Yes. And so are some lifelong gamers you probably know, and they are no less gamers for that.
“My critics have said I’m like an outsider, a game journalist, who doesn’t play games. I am looking down on them and disparaging their hobby. They want someone ‘authentic’ instead. Guess what? Unskillful gaming is authentic,” said Takahashi.
At the end of the day, the uproar over Takahashi’s Cuphead video isn’t really about him or his video. It’s about a particular spin: game journalists are bad and you shouldn’t listen to them, because they are bad. In this case, they are bad because they are bad at games, as you can see by this cherry-picked footage provided free of any context but the one I’m inventing. Go, ye mobs, attack!

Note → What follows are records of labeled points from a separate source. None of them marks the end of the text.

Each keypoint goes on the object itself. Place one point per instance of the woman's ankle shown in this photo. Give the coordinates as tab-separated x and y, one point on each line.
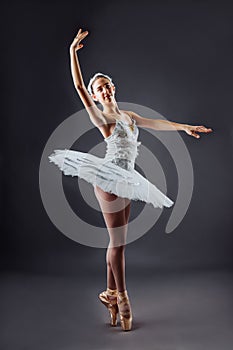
111	292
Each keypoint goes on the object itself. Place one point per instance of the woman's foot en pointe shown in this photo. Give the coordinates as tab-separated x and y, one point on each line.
124	310
109	299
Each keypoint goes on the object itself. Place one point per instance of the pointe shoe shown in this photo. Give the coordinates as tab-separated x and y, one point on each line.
109	299
124	310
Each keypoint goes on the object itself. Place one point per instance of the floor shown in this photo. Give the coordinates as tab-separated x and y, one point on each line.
172	311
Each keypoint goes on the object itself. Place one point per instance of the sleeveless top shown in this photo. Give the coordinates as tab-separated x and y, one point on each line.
122	144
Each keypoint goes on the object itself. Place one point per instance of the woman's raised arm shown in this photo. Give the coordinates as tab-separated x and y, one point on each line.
93	111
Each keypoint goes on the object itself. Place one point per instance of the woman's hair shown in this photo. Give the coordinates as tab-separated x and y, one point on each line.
94	78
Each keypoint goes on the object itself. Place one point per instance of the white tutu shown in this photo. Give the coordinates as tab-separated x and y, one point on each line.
115	173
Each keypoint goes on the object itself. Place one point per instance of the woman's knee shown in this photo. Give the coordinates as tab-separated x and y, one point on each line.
119	250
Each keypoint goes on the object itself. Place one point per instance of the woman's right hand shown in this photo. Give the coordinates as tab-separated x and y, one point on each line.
76	44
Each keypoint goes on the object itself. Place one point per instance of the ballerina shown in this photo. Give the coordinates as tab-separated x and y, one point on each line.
114	178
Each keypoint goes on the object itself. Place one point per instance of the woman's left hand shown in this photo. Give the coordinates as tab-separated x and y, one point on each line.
192	130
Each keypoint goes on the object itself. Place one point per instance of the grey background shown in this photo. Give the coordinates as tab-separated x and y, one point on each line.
174	57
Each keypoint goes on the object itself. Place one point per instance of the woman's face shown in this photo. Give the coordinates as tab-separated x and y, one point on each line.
103	90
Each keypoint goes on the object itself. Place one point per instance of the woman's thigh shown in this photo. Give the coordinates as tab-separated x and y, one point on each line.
115	212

These machinations sound silly when broken down that way, and they are. “To me, bringing back a little civility, tolerance, and kindness to gaming and the internet is what we so desperately need,” Takahashi says at the end of his article.
That means acknowledging that some of us are bad at games but no less gamers for that, whether we are games journalists or stock boys at Macys. It means giving the benefit of the doubt rather than deliberately, cruelly spinning things in the worst possible light. With that done, the gaming community would be in a better, less toxic, less ugly place.